As Audrey Truschke, associate professor of South Asian history at Rutgers University, Newark, points out: “It is an error to underestimate the appeal of propaganda, even in the face of absurdity. There are many ways to undercut the power of lies (propaganda being a fancy name for lies, often from the state), and I applaud all of those ways.”
A Twitter user with an enviable following said they resorted to these “play-along” memes after they were arrested by the cyber police recently and interrogated for 24 hours for sly-tweeting about the response to the pandemic.
In such a political climate, the play-along memes represent perhaps “the only language of dissent that’s left on the internet,” says Akash Banerjee, a political satirist and YouTuber whose channel, The DeshBhakt, has over 2.3 million subscribers. “We’re living in a time when even hard facts are seen as an extremist point of view because they don’t go down well with a certain dispensation,” he adds.
Plus, they are funny. “A message laced with humour travels faster,” says Das, highlighting that sly dissent of this kind thrived even during the Emergency in India in 1975 when a national daily published an obituary of “D'OCracy - D.E.M., beloved husband of T. Ruth, loving father of L.I. Bertie, brother of Faith, Hope, Justicia.”
But fast doesn't necessarily mean the message travels far and wide. 'These memes ultimately have a minimal influence, largely on the alert citizenry that anyway wants to educate itself on what’s happening around them,” says YouTuber Banerjee.
Most memes take off on Twitter before spreading to other platforms. And Twitter comprises a tiny subset of the online population of the country. As of October 2021, Twitter had a little less than 24.5 million users in India. To put it in perspective, Uttar Pradesh alone has 10 times as many people.

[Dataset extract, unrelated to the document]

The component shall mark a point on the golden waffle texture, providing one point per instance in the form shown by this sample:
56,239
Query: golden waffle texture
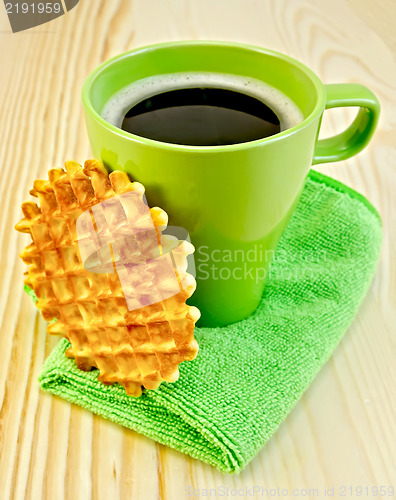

It is quite likely that “whoever is not on Twitter or at the intersection of Twitter with other social platforms, won’t know the context behind these memes,” says Meena Kotwal, founder of The Mooknayak, a publication dedicated to the marginalised and underprivileged. Kotwal advocates being direct, even as she faces harassment and threats for her outspokenness. “If you have to be targeted by those in power, you will be targeted either way,” she says. “At least direct questioning and censure guarantee your message will reach a larger population.”
That said, “these memes do puncture the aura of venerable political figures, by showing that they’re not beyond the scope of mockery,” says the admin of @RoflGandhi_ who often posts memes of this nature for their 670,000-plus followers on Twitter.
It is why Harendar Happy, 24, a research scholar who spent 12 months protesting against the farm bills at the Singhu border, doesn't discredit memes. If there’s one thing the past year has taught him, it is that any form of protest helps but memes need to go beyond humour now and show the pain of the people, he says, adding that the memefication should also shift focus on the politician's work instead of harping on their background or personality. "The memes need to prick the oppressor instead of giving them, too, a reason to laugh out loud."
It is also important to see who is making these memes before proclaiming it dissent, says Suchitra Vijayan, lawyer, political essayist and author of Midnight’s Borders: A People's History of Modern India. “The real voices of dissent are people who have everything to lose from speaking up, who turn up despite being consistently targeted,” she says. To them, dissent is an act of survival and not an act of courage.